In looking at such pictures, however, the allegory is apt to be forgotten in the actors. In the fine Paul Veronese, belonging to Mr. Hope, the painter has represented himself between Virtue and Vice, and choosing Virtue. Yet he looks back, and no wonder, for Vice is beautiful to the eye, and the almost invisible talons that he has placed at the ends of her fingers do not interfere with the exact symmetry of her hands and arms. Many other instances might be mentioned of allegoric invention, in which the moral intention, to say the least, is rendered nugatory by the mode of treatment. And even where this is not the case, we can hardly suppose that any man has been made better because Hercules (on canvas) prefers good to evil; or less ambitious of worldly honours, or less greedy of wealth, because a personification of wisdom tramples crowns, and sceptres, and jewels, under her feet.
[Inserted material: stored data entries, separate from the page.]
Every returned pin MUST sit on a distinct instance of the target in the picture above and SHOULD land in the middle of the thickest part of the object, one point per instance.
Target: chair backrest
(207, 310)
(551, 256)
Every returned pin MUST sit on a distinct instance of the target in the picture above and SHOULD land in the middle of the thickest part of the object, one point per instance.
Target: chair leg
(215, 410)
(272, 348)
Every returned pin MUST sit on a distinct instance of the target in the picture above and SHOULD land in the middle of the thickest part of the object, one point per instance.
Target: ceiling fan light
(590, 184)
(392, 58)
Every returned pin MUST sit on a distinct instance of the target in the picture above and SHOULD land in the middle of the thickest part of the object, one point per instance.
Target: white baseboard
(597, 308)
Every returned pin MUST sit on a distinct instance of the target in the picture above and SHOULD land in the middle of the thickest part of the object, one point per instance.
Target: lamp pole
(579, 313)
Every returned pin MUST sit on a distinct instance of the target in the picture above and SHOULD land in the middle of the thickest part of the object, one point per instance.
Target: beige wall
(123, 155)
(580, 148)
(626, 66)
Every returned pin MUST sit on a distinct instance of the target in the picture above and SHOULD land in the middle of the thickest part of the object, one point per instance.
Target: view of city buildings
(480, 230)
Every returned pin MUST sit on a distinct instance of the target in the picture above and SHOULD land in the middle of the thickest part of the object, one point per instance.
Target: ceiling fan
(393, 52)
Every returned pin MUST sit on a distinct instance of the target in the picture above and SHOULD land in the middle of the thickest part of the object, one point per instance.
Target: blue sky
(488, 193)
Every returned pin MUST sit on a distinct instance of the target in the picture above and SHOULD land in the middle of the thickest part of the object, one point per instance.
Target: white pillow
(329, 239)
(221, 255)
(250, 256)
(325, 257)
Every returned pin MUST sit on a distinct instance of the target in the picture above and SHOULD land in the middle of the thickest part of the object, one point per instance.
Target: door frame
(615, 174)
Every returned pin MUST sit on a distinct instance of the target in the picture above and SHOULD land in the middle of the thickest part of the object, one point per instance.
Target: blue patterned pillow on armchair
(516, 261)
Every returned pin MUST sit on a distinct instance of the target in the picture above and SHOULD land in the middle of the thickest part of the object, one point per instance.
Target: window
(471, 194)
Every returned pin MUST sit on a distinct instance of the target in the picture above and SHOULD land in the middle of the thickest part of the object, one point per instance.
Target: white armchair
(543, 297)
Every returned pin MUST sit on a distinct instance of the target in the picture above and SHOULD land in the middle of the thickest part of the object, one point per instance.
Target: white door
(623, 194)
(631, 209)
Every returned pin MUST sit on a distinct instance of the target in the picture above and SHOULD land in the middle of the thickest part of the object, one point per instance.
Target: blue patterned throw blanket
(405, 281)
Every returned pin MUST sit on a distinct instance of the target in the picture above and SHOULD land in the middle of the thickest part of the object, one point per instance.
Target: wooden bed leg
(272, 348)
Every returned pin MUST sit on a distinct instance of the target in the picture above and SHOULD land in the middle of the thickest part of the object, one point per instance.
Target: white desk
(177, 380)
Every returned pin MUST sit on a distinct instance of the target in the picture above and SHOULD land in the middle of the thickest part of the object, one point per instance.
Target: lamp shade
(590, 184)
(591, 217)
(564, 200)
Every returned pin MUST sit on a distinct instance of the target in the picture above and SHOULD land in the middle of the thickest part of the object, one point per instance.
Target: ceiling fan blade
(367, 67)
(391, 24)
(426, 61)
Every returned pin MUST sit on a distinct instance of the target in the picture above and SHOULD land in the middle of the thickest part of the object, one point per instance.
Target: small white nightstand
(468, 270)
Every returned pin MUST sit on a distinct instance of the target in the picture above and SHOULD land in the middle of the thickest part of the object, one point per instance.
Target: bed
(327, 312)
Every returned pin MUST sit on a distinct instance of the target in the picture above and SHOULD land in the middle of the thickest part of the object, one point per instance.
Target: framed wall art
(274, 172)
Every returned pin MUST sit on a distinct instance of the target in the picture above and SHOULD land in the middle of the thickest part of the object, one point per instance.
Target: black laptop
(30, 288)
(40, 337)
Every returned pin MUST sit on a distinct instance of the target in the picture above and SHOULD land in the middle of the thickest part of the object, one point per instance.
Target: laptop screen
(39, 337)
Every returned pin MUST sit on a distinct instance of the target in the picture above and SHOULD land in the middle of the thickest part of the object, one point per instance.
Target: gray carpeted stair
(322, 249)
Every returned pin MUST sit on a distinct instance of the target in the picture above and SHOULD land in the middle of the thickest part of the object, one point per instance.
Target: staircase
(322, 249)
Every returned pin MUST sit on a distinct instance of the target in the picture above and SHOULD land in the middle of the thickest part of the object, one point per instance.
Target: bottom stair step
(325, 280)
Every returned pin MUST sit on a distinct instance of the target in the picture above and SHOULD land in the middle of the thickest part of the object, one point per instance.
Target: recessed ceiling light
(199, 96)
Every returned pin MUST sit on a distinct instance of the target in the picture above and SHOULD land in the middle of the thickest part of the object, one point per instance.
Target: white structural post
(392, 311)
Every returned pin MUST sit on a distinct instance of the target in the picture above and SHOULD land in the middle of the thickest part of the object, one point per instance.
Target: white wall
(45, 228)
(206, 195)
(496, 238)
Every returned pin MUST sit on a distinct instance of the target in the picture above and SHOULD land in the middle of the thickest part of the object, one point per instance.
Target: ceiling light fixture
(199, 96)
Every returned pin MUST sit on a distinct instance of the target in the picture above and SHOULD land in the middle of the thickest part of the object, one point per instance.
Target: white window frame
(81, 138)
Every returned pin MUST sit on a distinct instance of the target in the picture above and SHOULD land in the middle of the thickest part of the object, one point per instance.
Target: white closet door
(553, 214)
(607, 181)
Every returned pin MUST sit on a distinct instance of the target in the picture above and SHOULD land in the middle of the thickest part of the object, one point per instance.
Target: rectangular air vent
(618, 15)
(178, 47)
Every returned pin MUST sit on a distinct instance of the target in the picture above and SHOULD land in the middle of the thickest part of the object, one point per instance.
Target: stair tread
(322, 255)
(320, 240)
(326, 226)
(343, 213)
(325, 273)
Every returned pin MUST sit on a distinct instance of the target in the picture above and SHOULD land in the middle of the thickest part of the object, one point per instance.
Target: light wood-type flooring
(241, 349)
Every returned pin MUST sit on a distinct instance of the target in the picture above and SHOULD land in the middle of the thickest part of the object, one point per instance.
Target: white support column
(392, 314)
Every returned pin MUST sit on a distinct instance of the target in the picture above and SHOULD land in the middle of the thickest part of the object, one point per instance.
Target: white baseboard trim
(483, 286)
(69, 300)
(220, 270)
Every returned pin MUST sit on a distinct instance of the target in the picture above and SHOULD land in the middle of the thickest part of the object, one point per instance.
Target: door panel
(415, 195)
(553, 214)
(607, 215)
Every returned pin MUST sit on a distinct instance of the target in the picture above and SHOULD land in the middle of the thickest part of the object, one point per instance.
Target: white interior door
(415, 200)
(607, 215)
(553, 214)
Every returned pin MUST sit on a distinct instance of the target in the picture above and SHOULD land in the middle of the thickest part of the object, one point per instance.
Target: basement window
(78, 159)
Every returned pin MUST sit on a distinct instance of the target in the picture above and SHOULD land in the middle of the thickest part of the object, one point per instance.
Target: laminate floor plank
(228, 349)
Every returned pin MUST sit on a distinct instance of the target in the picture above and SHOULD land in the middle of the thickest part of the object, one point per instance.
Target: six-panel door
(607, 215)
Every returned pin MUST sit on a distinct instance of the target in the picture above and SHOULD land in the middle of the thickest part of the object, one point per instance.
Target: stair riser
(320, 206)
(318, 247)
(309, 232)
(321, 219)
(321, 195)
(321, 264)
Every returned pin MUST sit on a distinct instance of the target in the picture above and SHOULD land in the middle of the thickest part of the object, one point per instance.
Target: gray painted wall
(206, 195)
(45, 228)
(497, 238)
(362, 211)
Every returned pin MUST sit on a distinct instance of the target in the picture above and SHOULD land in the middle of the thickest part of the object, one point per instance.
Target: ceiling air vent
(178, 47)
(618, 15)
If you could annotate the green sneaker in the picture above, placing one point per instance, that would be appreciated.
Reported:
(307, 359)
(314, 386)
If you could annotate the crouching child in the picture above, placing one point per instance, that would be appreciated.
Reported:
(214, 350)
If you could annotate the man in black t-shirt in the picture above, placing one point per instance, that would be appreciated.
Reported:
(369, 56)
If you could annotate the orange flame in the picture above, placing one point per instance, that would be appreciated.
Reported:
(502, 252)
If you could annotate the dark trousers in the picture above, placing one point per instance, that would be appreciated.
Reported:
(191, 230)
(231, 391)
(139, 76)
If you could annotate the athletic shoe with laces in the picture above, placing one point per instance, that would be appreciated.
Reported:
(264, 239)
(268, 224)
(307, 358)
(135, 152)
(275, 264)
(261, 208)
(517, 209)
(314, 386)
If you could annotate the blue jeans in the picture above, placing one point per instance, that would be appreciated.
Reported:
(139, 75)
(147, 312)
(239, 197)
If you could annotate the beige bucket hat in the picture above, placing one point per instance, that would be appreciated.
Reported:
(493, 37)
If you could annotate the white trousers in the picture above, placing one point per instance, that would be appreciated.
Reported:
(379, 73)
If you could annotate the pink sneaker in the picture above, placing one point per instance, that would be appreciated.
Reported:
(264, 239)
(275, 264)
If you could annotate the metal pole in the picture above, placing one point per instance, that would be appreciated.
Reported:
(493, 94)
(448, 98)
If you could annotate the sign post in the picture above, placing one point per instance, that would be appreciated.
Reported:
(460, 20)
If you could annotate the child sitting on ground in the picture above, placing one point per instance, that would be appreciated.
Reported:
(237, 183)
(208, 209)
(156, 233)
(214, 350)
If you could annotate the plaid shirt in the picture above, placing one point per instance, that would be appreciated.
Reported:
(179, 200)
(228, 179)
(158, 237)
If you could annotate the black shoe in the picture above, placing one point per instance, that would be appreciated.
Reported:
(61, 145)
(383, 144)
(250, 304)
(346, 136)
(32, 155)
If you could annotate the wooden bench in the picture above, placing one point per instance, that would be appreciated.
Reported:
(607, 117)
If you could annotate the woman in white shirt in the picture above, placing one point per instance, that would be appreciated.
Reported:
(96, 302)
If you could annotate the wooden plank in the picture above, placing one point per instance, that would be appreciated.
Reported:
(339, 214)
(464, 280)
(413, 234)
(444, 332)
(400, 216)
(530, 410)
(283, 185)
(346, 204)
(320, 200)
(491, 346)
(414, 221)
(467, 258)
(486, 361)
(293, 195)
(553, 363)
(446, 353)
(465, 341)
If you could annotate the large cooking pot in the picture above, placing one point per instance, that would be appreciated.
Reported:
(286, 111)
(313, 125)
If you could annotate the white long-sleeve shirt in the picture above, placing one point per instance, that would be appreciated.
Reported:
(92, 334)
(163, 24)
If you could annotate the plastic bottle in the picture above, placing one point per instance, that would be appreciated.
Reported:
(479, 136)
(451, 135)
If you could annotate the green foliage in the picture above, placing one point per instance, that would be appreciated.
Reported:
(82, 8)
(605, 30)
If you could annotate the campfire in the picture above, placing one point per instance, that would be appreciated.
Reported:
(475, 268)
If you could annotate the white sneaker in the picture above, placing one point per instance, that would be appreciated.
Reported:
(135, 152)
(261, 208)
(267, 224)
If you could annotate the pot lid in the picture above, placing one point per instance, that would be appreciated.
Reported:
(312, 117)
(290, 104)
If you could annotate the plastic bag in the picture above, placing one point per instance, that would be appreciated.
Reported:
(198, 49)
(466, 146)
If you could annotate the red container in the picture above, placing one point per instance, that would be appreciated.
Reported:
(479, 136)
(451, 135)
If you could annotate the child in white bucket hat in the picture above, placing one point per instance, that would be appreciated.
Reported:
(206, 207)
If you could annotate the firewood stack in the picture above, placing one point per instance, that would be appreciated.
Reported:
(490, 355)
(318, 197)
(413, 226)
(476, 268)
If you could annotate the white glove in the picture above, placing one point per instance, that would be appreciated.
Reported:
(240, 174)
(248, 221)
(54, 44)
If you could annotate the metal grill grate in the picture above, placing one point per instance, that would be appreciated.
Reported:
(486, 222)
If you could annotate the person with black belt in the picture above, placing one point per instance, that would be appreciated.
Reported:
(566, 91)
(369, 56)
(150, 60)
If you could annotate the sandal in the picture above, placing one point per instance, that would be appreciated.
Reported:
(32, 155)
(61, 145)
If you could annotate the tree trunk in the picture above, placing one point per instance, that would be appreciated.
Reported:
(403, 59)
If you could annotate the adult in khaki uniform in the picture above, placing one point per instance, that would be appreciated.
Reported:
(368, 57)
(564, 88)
The truth is, such subjects have probably been rather chosen with a view to the picturesque than with any very serious aim, by Paul Veronese and by Rubens. The picturesque was, indeed, always uppermost in the mind of the latter, when the choice of his subject was left to him. In the autograph letter, preserved at Cologne, he gives as a reason for selecting the "Crucifixion of St. Peter" as an altar-piece for the church in which he was christened, that the circumstance of the head of the Saint being downward made a novel and fine incident for a picture. This is the ruling principle also of his magnificent history of

Mary de Medicis, in a series of subjects which he was fortunately allowed to treat entirely in his own way ;— for, however our individual tastes may object to this or that mode of treatment, it is best always that the painter should do that which he can best do. When Reynolds expressed great admiration of a style of Art unlike his own, Northcote asked him why he did not attempt it,—and the reply was, "A painter cannot always do what he may wish, he must content himself with doing what he can."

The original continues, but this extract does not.